When $\theta_{2}=\mathbf{0}$, the restricted least squares estimator (RLSE) of $\theta_{\mathrm{R}}=\left(\theta_{1}^{\top}, \mathbf{0}^{\top}\right)^{\top}$ is given by $\hat{\boldsymbol{\theta}}{\mathrm{R}}=\left(\tilde{\boldsymbol{\theta}}{1 n}^{\top}, \boldsymbol{0}^{\top}\right)^{\top}$, where $\tilde{\boldsymbol{\theta}}{1 n}=\boldsymbol{N}{1}^{-1} \boldsymbol{B}_{1}^{\top} \boldsymbol{Y}$.

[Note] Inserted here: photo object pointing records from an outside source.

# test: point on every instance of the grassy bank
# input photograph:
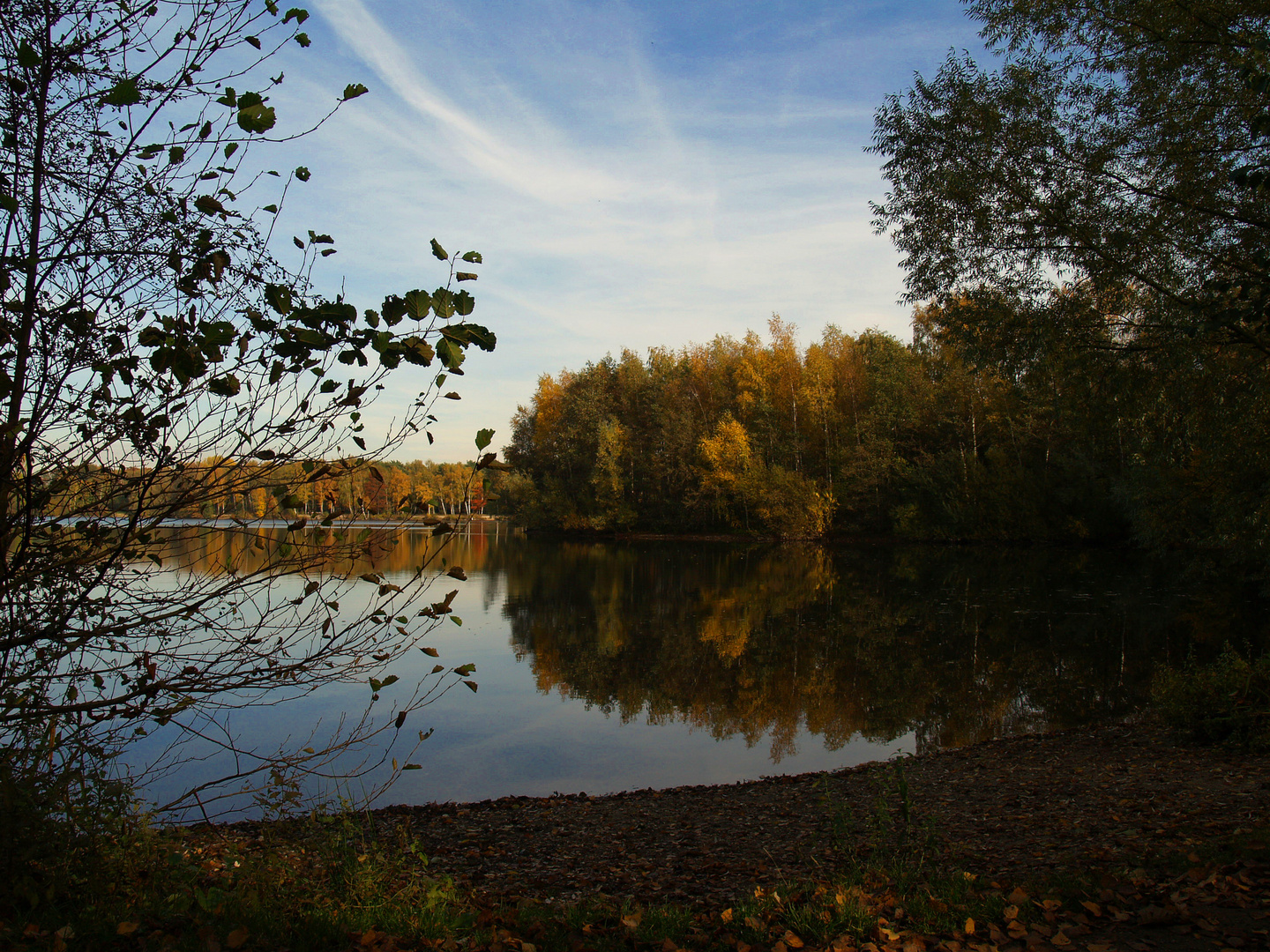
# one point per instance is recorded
(361, 881)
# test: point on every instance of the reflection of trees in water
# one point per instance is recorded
(394, 551)
(955, 645)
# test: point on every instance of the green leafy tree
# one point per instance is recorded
(1119, 146)
(146, 326)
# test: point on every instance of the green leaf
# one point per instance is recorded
(208, 206)
(123, 93)
(227, 385)
(442, 303)
(26, 56)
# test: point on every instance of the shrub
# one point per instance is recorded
(1226, 701)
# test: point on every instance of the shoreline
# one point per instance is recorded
(1084, 796)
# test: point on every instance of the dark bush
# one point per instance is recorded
(1226, 701)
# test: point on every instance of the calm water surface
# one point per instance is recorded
(617, 666)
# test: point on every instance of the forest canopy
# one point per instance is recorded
(868, 435)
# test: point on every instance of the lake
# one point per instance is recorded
(626, 664)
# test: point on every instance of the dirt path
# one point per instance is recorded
(1007, 809)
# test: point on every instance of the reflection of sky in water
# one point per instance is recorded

\tilde{\theta}{n}=\operatorname{argmin}{\theta}\left{\left(\boldsymbol{Y}-\boldsymbol{B}{1} \boldsymbol{\theta}{1}-\ boldsymbol{B}{2} \boldsymbol{\theta}{2}\right)^{\top}\left(\boldsymbol{Y}-\boldsymbol{B}{1} \boldsymbol{\theta}{1} -\boldsymbol{B}{2} \boldsymbol{\theta}{2}\right)\right}\tilde{\theta}{n}=\operatorname{argmin}{\theta}\left{\left(\boldsymbol{Y}-\boldsymbol{B}{1} \boldsymbol{\theta}{1}-\ boldsymbol{B}{2} \boldsymbol{\theta}{2}\right)^{\top}\left(\boldsymbol{Y}-\boldsymbol{B}{1} \boldsymbol{\theta}{1} -\boldsymbol{B}{2} \boldsymbol{\theta}{2}\right)\right}
=(乙1⊤乙1乙1⊤乙2 乙2⊤乙1乙2⊤乙2)−1(乙1⊤是 乙2⊤是)=(ñ10 0ñ2)−1(乙1⊤是 乙2⊤是)
=(ñ1−1乙1⊤是 ñ2−1乙2⊤是)=(θ~1n θ~2n),

sn2=(n−p)−1(是−乙1θ~1n−乙2θ~2n)⊤(是−乙1θ~1n−乙2θ~2n).